Nathan Helm-Burger comments on A Mechanistic Interpretability Analysis of Grokking

Nathan Helm-Burger 22 Aug 2022 16:37 UTC
1 point
0
Maybe this is a bit off topic but I thought about this some more and think maybe the conversation is missing something.
I have a hypothesis that the memorization → grokking thing is actually maybe like a spectrum of understanding or maybe there’s some third thing like ‘actual conceptual understanding which truly generalizes’.
So consider we have four different models. One has memorized all solutions of integer addition up to 4 digits. Another has generalized integer addition up to 5 digits, but makes mistakes on 6+ digits. This is somewhere in-between memorization and grokking. The third has fully understood addition, it fully grokked this during training and can solve arbitrarily long addition problems (given limitations of context size). A fourth doesn’t know addition beyond single digits but is able to read and follow instructions in some sort of flexible way. It groks multi-digit addition just from the prompt alone.
Models 1 & 2 should fail the following test. Models 3 & 4 should pass. Most reasonably educated adults should pass (barring occasional mistakes due to lapses in concentration).
I feel like we’re getting caught up thinking about models 1 & 2, or maybe 1 vs <unclear confusion between 2,3,4> without properly checking for and distinguishing between all four types.
[My description of addition in this prompt could be improved, but you get the idea.]
Prompt:
“Congratulations, you’ve made it to the final round of our quiz show! The only question left you have to answer in order to win $1000000 is this difficult addition problem. But don’t worry, you have as much time and scratch paper as you need to answer the question. Also, we’ll explain the basics of long addition to you right here so you have a refresher.
Positive integers are written as a series of numerals from the set [0,1,2,3,4,5,6,7,8,9]. Each position in the number represents a different amount of value. The rightmost digit is called the ‘ones’ place, the next one to the left is the ‘tens’ place, the third is the ‘hundreds’ place. This continues increasing by 10x each time.

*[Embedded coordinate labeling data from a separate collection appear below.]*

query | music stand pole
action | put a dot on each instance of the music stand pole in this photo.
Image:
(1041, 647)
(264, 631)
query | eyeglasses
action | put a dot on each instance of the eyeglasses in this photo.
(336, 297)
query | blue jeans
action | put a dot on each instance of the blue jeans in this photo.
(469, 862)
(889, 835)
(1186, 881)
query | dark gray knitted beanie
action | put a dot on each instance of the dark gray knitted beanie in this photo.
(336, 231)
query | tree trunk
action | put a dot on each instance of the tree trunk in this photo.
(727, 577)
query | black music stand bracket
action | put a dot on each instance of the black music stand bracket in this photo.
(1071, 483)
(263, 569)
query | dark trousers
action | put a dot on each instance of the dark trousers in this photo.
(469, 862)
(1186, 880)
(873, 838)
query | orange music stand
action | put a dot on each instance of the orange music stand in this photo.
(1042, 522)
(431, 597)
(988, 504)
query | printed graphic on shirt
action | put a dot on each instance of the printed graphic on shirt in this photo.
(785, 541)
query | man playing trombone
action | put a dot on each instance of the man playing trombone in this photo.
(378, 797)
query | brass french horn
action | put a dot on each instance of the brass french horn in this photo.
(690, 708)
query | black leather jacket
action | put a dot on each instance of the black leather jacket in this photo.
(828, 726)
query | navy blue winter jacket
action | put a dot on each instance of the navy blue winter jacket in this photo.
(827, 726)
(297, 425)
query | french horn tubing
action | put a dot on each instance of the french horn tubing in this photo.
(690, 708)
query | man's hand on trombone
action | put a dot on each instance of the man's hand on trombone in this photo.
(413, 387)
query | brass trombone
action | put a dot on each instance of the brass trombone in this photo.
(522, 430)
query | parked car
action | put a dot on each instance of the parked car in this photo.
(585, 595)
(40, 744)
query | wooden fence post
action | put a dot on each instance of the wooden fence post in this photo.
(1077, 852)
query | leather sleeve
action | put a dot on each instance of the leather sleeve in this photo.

To do long addition of positive integers, write the two numbers out one above the other so that their digits are aligned on the right hand side. Draw a horizontal line beneath them to keep your answer clearly separate from the question. Starting on the right, add the first two aligned numbers together. If the resulting number is larger than 9, you must ‘carry the one’ to the next column to the left. This means that for the column result you just got, you keep the ‘ones’ digit in place for that column and add a 1 to the next column to the left so that when you solve that column you will be adding three numbers together, the two original numbers and the ‘carried’ 1. If you carry the 1 past the left-hand side of the numbers, then you imagine adding it to implied zeros there, thus it is just 1.
For example:
To solve 998 + 723 =
First, line them up
9 9 8
+ 7 2 3
_____
Then start on the right
8 + 3 = 11
11 is greater than 9, so carry the one.
1
9 9 8
+ 7 2 3
_____
1
Next, do the second column
1 + 9 + 2 = 12
12 is greater than 9 so carry the 1.
1 1
9 9 8
+ 7 2 3
_______
2 1
Now we solve the third column
1 + 9 + 7 = 17
17 is greater than 9 so carry the 1.
1 1 1
9 9 8
+ 7 2 3
_______
7 2 1
Now we have created an additional column to the left by carrying a 1 past the lefthand most digit. We solve this by adding it to imaginary placeholder zeros.
1 + 0 + 0 = 1
1 1 1
9 9 8
+ 7 2 3
_______
1 7 2 1
All steps are now complete. The answer is 1721.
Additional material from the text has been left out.